Dragon Quest VIII: The Cursed King's Odyssey - Review

Author: Biagio "Shinx" Etna
Date: 2020-07-30 23:19:34
Dragon Quest VIII: The Cursed King's Odyssey is a classic that a JRPG enthusiast can't miss. Developed by Level 5 and distributed by Square-Enix, the title, originally released on PS2 in 2004 (2006 in Europe), probably represents the highest point reached by the entire series. The reasons for this success, at the time of the release, were self-evident: well-characterized and fascinating characters, outlined by the unmistakable trait of Akira Toriyama, a simple but multifaceted game structure, always ready to offer a challenge worthy of note, a extraordinary technical aspect, and - last but not least - an enviable longevity. With this remake, the 3DS welcomes a titanic product to say the least in its software library, with the intent, not even so obvious, to establish itself again twelve years after the original release. The story faithfully follows the stylistic features of the classic fairy tale, narrating stories with a boyish flavor, but no less appealing for an adult audience. The fall of King Trode by a perfidious minstrel throws the kingdom of Trodain in total despair. A curse launched by the shady and bizarre individual imprisons the sovereign's castle in a bundle of brambles, with the consequent transformation of each of its occupants into a plan. A single guard, the nameless character featured in the game, will have to help his sovereign and princess, transformed respectively into a green monster and a horse.

Clearly, following the tried and tested structure of Japanese role-playing games, the heroic caravan is destined to become richer over time, including among its passengers the "good thief" Yangus, tough and combative, the charming Jessica, mistress of the magical arts and Angelo, known Don Giovanni with noble origins. Unique characters, ready to accompany us along our perilous itinerary and who already give me the "la" to talk about some additions to this remake. In fact, two new heroes will be able to join our group, mixing the party's skills properly and expanding the options during the fight.

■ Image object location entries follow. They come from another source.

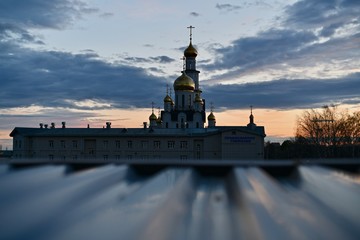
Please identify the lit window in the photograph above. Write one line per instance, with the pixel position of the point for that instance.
(171, 144)
(106, 144)
(183, 145)
(157, 144)
(144, 144)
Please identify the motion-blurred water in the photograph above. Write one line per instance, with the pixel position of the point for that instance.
(116, 202)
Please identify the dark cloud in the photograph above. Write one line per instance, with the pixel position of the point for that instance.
(287, 94)
(267, 47)
(227, 7)
(326, 14)
(163, 59)
(42, 14)
(194, 14)
(298, 42)
(50, 78)
(158, 59)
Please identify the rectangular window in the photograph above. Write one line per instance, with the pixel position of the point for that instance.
(106, 144)
(144, 157)
(183, 145)
(144, 144)
(157, 144)
(171, 144)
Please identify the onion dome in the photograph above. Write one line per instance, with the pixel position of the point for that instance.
(190, 51)
(167, 99)
(184, 82)
(211, 117)
(198, 98)
(152, 117)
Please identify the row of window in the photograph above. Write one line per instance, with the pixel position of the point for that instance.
(116, 157)
(144, 144)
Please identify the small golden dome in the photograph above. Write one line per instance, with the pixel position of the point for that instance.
(152, 117)
(167, 99)
(184, 82)
(198, 98)
(211, 117)
(190, 51)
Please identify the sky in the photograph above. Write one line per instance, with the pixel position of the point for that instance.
(89, 62)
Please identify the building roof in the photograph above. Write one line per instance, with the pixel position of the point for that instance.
(140, 132)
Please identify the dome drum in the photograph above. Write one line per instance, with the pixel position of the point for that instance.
(184, 83)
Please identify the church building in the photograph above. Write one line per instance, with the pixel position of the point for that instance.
(181, 131)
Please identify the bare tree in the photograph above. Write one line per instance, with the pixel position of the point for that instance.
(328, 128)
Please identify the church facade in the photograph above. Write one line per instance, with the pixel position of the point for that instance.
(181, 131)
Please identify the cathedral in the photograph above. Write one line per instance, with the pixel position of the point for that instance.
(181, 131)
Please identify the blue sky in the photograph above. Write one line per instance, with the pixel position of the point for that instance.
(75, 60)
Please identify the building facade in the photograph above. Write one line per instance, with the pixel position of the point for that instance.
(179, 132)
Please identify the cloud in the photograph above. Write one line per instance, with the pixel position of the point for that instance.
(43, 14)
(298, 43)
(267, 47)
(329, 15)
(17, 18)
(194, 14)
(227, 7)
(51, 78)
(158, 59)
(287, 94)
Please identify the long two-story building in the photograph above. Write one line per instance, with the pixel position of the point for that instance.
(178, 132)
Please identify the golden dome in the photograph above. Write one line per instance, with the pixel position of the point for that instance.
(211, 117)
(167, 99)
(190, 51)
(184, 82)
(198, 98)
(152, 117)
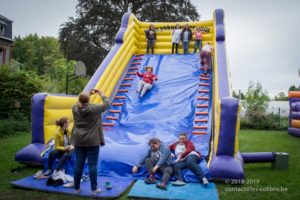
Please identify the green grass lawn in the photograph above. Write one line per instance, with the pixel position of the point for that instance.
(250, 141)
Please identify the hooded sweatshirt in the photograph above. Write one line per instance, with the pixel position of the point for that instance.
(87, 130)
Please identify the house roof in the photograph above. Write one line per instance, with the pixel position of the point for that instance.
(5, 18)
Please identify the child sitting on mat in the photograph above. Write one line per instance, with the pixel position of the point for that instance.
(147, 82)
(157, 159)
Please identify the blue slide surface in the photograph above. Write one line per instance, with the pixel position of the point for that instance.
(164, 112)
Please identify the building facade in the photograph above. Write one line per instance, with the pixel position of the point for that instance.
(6, 41)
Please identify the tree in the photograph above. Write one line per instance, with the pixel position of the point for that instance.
(37, 53)
(236, 95)
(90, 36)
(281, 97)
(43, 56)
(256, 99)
(16, 90)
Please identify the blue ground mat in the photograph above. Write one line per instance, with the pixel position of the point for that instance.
(191, 191)
(119, 186)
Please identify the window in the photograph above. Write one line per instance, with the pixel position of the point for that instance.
(2, 29)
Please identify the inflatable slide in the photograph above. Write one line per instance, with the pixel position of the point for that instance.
(183, 99)
(294, 118)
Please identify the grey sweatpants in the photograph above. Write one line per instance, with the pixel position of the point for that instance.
(144, 87)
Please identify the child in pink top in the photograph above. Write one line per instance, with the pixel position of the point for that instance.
(147, 80)
(198, 40)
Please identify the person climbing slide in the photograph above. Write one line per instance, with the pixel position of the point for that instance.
(147, 80)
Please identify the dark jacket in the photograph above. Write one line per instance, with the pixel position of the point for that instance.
(190, 36)
(150, 36)
(87, 130)
(165, 158)
(189, 147)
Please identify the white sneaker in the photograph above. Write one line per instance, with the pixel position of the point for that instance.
(178, 183)
(69, 185)
(95, 192)
(205, 181)
(77, 191)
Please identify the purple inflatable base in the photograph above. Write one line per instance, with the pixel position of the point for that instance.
(31, 154)
(294, 132)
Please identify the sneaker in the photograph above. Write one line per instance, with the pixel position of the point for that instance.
(162, 186)
(150, 180)
(178, 183)
(77, 191)
(205, 181)
(48, 172)
(95, 192)
(69, 185)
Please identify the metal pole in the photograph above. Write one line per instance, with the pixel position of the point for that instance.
(67, 83)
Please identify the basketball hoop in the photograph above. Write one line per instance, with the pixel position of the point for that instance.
(80, 69)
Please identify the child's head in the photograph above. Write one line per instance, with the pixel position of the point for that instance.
(63, 123)
(149, 68)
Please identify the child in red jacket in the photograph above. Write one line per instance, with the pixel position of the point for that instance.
(187, 158)
(147, 82)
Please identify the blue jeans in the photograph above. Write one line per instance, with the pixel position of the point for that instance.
(186, 47)
(191, 162)
(198, 45)
(92, 154)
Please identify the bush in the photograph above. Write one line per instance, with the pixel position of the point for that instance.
(261, 121)
(15, 124)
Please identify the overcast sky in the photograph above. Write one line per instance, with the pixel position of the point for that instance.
(262, 36)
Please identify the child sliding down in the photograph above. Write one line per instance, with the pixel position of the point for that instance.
(147, 80)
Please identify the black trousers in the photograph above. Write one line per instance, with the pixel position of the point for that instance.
(165, 170)
(175, 45)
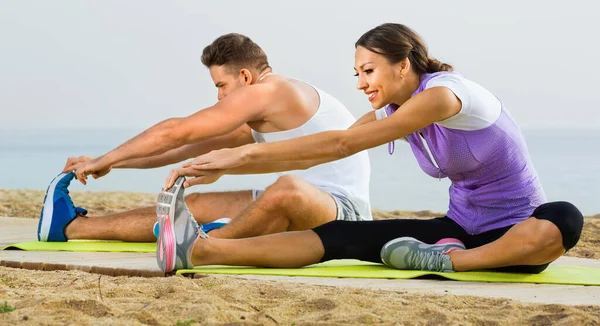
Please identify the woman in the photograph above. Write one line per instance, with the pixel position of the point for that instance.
(498, 217)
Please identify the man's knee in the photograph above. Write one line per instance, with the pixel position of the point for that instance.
(287, 190)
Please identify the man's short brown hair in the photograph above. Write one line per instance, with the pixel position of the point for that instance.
(236, 51)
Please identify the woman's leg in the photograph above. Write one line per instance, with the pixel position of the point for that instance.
(553, 229)
(335, 240)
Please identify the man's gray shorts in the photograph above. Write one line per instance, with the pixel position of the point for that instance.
(346, 210)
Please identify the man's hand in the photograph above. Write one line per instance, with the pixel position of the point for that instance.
(200, 176)
(96, 168)
(74, 163)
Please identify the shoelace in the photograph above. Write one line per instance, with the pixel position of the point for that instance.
(198, 228)
(428, 261)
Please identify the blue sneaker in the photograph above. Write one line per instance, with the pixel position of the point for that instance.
(58, 210)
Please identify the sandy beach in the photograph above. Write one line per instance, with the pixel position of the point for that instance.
(74, 297)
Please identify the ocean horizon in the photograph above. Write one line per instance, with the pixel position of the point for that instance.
(567, 167)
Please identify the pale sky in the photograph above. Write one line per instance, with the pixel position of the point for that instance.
(130, 64)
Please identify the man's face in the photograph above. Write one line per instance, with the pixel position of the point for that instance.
(226, 80)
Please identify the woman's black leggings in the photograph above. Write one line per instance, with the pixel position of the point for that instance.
(363, 240)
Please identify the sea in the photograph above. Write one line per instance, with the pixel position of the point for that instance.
(568, 166)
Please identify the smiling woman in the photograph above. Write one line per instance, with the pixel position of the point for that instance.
(498, 216)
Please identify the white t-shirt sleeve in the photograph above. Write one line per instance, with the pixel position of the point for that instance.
(381, 113)
(480, 108)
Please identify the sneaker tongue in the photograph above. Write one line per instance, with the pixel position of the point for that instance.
(80, 211)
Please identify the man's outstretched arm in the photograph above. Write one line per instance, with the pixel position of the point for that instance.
(244, 105)
(238, 137)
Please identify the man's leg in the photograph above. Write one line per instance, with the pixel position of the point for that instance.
(137, 225)
(290, 204)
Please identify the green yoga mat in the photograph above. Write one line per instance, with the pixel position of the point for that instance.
(573, 275)
(85, 246)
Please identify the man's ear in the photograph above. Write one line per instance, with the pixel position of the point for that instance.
(246, 77)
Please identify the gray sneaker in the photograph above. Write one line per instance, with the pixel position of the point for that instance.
(410, 253)
(177, 229)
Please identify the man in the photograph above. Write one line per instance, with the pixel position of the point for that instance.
(255, 105)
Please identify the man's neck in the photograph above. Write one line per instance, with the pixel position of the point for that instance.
(266, 73)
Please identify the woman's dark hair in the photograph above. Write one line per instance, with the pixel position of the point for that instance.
(397, 42)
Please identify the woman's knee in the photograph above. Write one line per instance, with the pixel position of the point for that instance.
(566, 217)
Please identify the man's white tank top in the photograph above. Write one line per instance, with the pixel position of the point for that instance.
(349, 176)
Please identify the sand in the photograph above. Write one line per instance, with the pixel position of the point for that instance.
(73, 297)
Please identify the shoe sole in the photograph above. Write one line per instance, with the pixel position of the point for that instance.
(166, 245)
(48, 208)
(436, 245)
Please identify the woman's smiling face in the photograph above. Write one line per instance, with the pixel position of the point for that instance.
(381, 81)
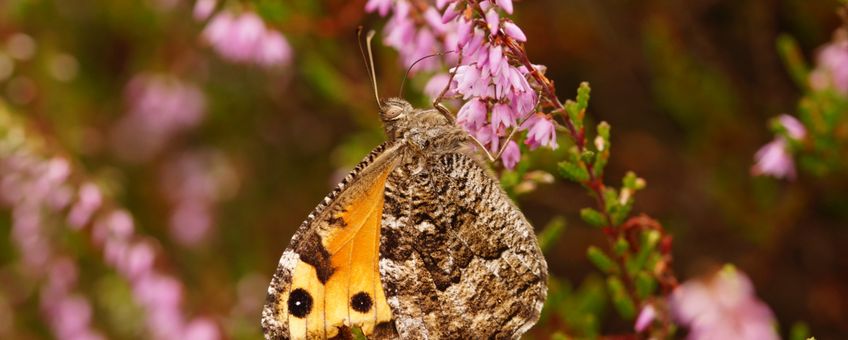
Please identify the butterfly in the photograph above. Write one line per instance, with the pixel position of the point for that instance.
(419, 241)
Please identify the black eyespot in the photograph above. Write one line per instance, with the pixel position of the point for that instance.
(361, 302)
(300, 303)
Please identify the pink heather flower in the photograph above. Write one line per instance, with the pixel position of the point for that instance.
(541, 131)
(203, 9)
(645, 318)
(193, 184)
(722, 307)
(138, 260)
(774, 160)
(88, 201)
(505, 4)
(502, 117)
(380, 6)
(201, 329)
(244, 38)
(160, 107)
(793, 127)
(493, 21)
(485, 74)
(511, 155)
(274, 50)
(514, 31)
(436, 84)
(450, 14)
(472, 115)
(832, 68)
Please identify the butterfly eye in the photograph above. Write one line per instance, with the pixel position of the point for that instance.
(392, 112)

Although they have been shown to the right and left in every corner of the internet, I prefer readers to decide whether and how to see new entries. You can easily find them on the net, but personally I recommend you discover them for yourself. Following the canonical nature of every good vintage JRPG, Dragon Quest VIII does not escape certain rules: the boundless world to be explored will see us first sadly on foot, then equipped with means (mechanical or "organic") capable of bringing us among the immense plains by land, by air and also by sea.

The fights, although indispensable, are no longer random: in this remake the enemies are clearly indicated on the screen and it is up to us to decide whether to engage them in battle. This is certainly not an absolute novelty in the world of role-playing games and their evolution, but the inclusion of this feature in a title with twelve years on his shoulders could seriously damage the balance of the game. Not only does this not happen, but the struggles become even more intriguing, thanks to the introduction of new monsters, new protagonists and a gigantic work of global balancing.

Among the minor improvements, the bestiary has slightly increased, both through simple recoloring and thanks to brand new enemies. It also adds several objects and confrontations never faced in the combat arena (a place you will learn to love / hate). The positive note of these changes is the way they fit into the adventure: they are so comfortable, fun and well implemented that they get stuck in a practically invisible way in the flow of the action. By continuing to talk about combat, the opportunity to speed up animations is welcome, a magnificent option, especially for those who want to unravel the secrets of the game.

Other devices, apparently modest, make the gameplay fluid and with an enviable rhythm. First of all, there is a convenient quick save, indispensable given the portable nature of the conversion, but also very useful if a save point is well beyond our patience, desire to continue or simple tiredness. The map shows off on the lower screen and some icons indicate which monsters are recruitable for the aforementioned Arena. A bizarre camera will compete to amuse us both within the same game, through some sub-quests, and in the recreational and social sphere. There is in fact a small editor for the personalization of our shots, with consequent sharing via street pass.

Then there are the ninety pieces: new sub-quests, a completely new underground, the dubbing of the cut-scenes, the aforementioned heroes to be recruited, as well as the possibility of accessing a new ending. In short, if we exclude non-orchestrated music, Dragon Quest VIII is the best version of the game ever published: immense, technically finished and artistically sublime, an immortal masterpiece that all fans, including those who finished it twelve years ago, they should play without thinking about it for a second.

I downloaded Dragon Quest VIII: The Cursed King's Odyssey thanks to a code provided directly to me by the distributor. I played for over 70 hours, not only seeing the excellent remake, but enjoying the numerous additions.